- Directed by: Gregory Dark (as Gregory Hippolyte)
- Screenplay by: Russell Lavalle
- Produced by: Andrew W. Garroni
- Starring: Martin Hewitt Marie Leroux Amy Rochelle Sara Suzanne Brown Holly Spencer Jennifer Peace
- Music by: Ashley Irwin
- Production company: Axis Films International
- Distributed by: VMI Worldwide (international); Notorious Pictures (Italy);
- Release dates: August 27, 1993 (United Kingdom); September 1, 1993 (United States); (video premiere)
- Running time: 85 minutes
- Country: United States
- Language: English

= Secret Games 2: The Escort =

1993 film by Gregory Dark

Secret Games 2: The Escort is a 1993 American erotic thriller film directed by Gregory Dark and starring Martin Hewitt, Amy Rochelle, and Sara Suzanne Brown.
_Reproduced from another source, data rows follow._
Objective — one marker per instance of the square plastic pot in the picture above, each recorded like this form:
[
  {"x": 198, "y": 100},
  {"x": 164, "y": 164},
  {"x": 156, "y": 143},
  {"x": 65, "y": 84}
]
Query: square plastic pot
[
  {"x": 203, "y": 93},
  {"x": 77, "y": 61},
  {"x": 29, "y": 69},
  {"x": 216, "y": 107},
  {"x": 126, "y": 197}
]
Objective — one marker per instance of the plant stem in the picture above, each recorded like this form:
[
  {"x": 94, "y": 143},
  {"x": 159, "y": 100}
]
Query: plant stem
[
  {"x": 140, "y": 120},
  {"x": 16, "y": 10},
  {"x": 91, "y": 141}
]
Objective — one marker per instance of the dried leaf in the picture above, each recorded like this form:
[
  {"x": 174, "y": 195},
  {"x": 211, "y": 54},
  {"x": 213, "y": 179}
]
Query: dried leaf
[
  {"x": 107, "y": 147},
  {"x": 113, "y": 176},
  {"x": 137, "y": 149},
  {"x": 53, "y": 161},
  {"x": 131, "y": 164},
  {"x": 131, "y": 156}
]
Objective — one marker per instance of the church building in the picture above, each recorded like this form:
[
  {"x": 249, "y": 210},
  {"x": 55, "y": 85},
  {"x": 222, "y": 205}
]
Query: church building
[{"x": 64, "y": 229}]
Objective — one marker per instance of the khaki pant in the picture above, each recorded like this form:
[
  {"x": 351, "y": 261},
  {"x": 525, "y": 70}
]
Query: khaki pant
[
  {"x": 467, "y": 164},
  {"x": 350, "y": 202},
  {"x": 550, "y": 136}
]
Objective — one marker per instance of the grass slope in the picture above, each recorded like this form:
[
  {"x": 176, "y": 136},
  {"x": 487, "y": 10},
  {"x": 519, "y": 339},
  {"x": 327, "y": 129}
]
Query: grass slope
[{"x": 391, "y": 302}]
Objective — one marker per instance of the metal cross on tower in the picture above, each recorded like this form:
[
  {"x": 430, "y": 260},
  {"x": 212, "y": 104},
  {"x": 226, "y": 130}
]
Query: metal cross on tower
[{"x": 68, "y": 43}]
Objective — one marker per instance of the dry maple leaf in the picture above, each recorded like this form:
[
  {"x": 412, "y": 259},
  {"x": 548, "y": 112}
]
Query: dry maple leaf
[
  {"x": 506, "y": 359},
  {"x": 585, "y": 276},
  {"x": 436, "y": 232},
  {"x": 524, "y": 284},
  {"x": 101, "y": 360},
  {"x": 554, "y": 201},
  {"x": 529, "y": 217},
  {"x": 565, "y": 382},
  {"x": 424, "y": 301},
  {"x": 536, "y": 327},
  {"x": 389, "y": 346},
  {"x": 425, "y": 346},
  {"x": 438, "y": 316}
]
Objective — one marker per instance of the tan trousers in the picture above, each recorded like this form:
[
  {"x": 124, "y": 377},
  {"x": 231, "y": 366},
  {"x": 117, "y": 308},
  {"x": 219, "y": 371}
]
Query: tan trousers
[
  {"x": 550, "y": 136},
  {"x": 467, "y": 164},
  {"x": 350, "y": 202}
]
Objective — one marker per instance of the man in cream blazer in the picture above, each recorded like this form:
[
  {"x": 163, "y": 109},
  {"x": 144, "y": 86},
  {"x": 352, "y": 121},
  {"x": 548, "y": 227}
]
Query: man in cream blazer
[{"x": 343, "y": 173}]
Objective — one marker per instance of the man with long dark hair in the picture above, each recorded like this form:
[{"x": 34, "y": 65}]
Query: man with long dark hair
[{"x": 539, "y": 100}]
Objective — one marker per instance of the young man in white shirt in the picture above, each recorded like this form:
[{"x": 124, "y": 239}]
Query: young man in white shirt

The film is a standalone sequel to Secret Games (1992), and is the second installment in the Secret Games film series, although it has no plot relation with the previous film.

==Plot==
A married artist enters the world of intrigue and sexual exploration with a prostitute.

==Cast==
- Martin Hewitt as Kyle Lake
- Marie Leroux as Heather Lake
- Amy Rochelle as Stacey
- Sara Suzanne Brown as Irene
- Holly Spencer as Lisa
- Jennifer Peace as Darci
- Thomas Milan as Hector
- Sherry Patterson as Lawyer
- Gregg Christie as Policeman
- Bill Williams as Policeman
- Mark Paladini as Bill

==Release==
The film was released in Germany as Secret Games: Verbotene Reize ("Secret Games: Forbidden Charms").

Currently, this film, along with the first and third one, are distributed by VMI Worldwide in select territories, even though it was produced by Axis Films International.

== Sequel ==

A sequel titled Secret Games 3 was released in 1994.